The joy of pip install -U. :/ Thanks for making me think in this direction (other dependencies). It was, indeed, an older 0.6.X curies version that caused the issue. Sorry about the noise.

matentzn avatar Feb 28 '24 10:02 matentzn

Reopening as it was indeed an issue. This does not work:

from oaklib import get_adapter

example = """
format-version: 1.2
data-version: hp/releases/2024-02-25
default-namespace: human_phenotype
idspace: dc http://purl.org/dc/elements/1.1/ 
idspace: oboInOwl http://www.geneontology.org/formats/oboInOwl# 
idspace: owl http://www.w3.org/2002/07/owl# 
idspace: rdf http://www.w3.org/1999/02/22-rdf-syntax-ns# 
idspace: rdfs http://www.w3.org/2000/01/rdf-schema# 
idspace: terms http://purl.org/dc/terms/ 
idspace: xml http://www.w3.org/XML/1998/namespace 
idspace: xsd http://www.w3.org/2001/XMLSchema# 
ontology: hp.obo

[Term]
id: HP:0000001
name: All
"""

file_path = "example.obo"

# Open the file in write mode ('w').
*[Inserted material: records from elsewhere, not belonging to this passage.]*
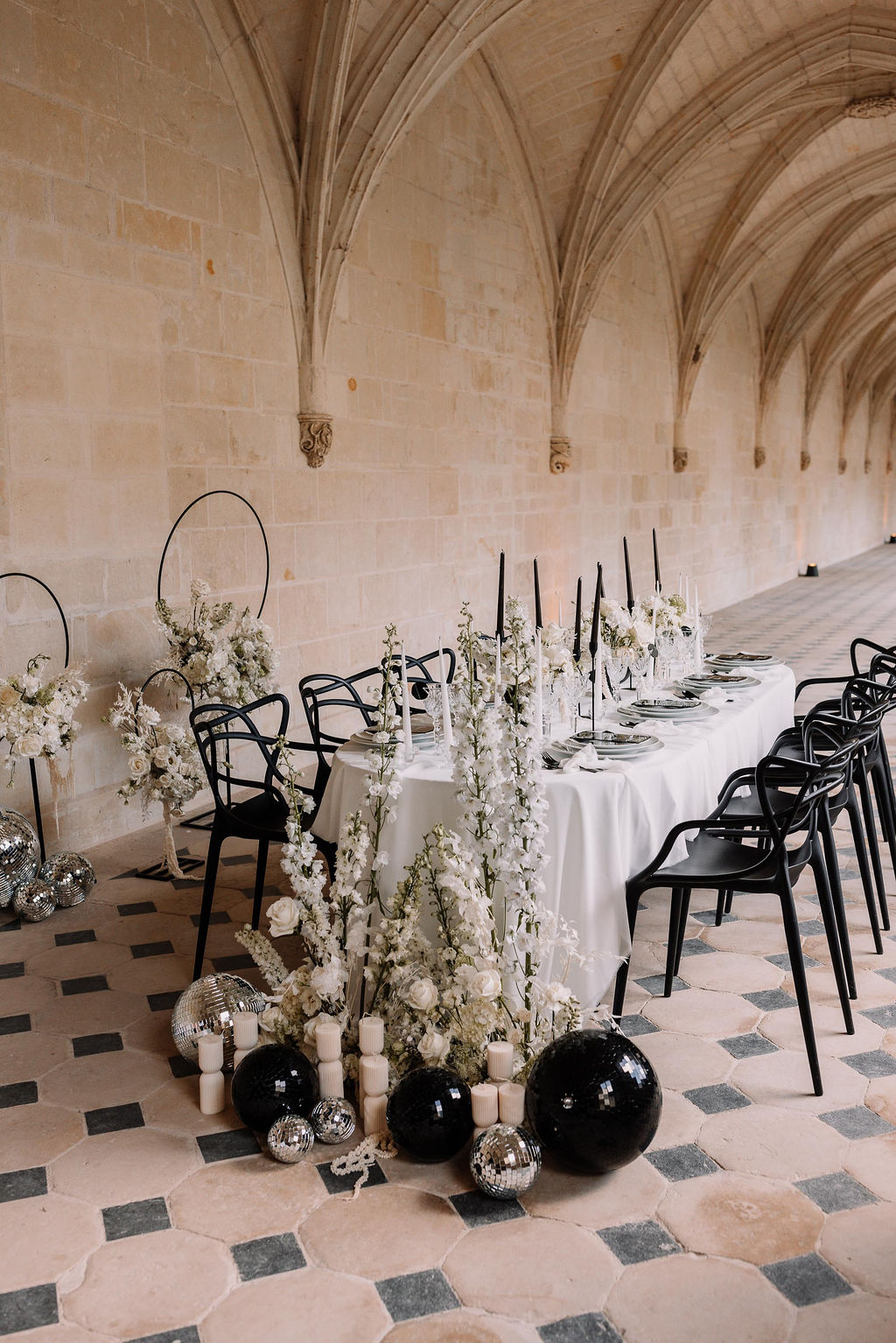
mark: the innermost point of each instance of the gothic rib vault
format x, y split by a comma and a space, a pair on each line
752, 144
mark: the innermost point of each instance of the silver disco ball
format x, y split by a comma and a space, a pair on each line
19, 853
332, 1120
506, 1161
208, 1004
32, 900
290, 1137
70, 876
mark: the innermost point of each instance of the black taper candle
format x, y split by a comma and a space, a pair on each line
499, 624
577, 645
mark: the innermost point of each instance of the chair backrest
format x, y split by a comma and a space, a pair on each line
223, 732
424, 670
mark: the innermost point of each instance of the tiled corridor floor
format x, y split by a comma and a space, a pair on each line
760, 1213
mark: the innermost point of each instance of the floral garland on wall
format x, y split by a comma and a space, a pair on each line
461, 954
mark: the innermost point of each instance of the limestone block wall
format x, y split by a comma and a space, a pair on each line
148, 355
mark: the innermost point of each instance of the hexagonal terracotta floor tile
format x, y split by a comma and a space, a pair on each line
532, 1270
742, 1217
386, 1232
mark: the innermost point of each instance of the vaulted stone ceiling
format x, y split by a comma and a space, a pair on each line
752, 138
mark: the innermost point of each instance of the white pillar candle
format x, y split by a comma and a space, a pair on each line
374, 1071
374, 1115
211, 1092
497, 669
511, 1103
329, 1077
499, 1059
211, 1052
371, 1034
328, 1037
446, 707
406, 710
245, 1029
485, 1104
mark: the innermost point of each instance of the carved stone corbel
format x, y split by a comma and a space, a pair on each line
560, 454
315, 437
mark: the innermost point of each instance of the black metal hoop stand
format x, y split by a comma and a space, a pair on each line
32, 771
202, 821
158, 871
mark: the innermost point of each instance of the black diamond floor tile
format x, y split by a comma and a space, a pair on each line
223, 1147
876, 1062
836, 1193
684, 1162
18, 1094
266, 1256
27, 1184
15, 1025
73, 939
152, 948
107, 1044
858, 1122
770, 999
148, 1214
85, 984
633, 1242
29, 1308
747, 1046
414, 1295
806, 1280
579, 1328
477, 1209
110, 1119
715, 1100
346, 1184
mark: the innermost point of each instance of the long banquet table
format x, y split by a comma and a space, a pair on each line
602, 826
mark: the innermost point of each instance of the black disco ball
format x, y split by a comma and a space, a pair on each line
430, 1114
592, 1099
273, 1080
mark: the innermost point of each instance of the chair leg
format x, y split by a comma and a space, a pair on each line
864, 868
261, 868
873, 848
798, 970
832, 868
633, 896
215, 841
832, 931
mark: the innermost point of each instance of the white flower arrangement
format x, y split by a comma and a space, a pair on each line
163, 762
225, 655
38, 717
459, 954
This will create the file if it does not exist
# or overwrite it if it does.
with open(file_path, 'w') as file:
    # Write the string to the file
    file.write(example)

adapter = get_adapter("pronto:example.obo")
m = adapter.entity_metadata_map("HP:0000001")
print(m)

If you remove

idspace: oboInOwl http://www.geneontology.org/formats/oboInOwl# 

it does. This suggests that we need to somehow handle this for the day when @balhoff PR is merged.

matentzn avatar Feb 29 '24 16:02 matentzn

As far as I understand, the problem is as follows:

  1. The BasicOntologyInterface’s prefix_map() default implementation creates a default prefix map made of the “OBO context”. Presumably the OBO context map contains an entry oio -> http://www.geneontology.org/formats/oboInOwl#.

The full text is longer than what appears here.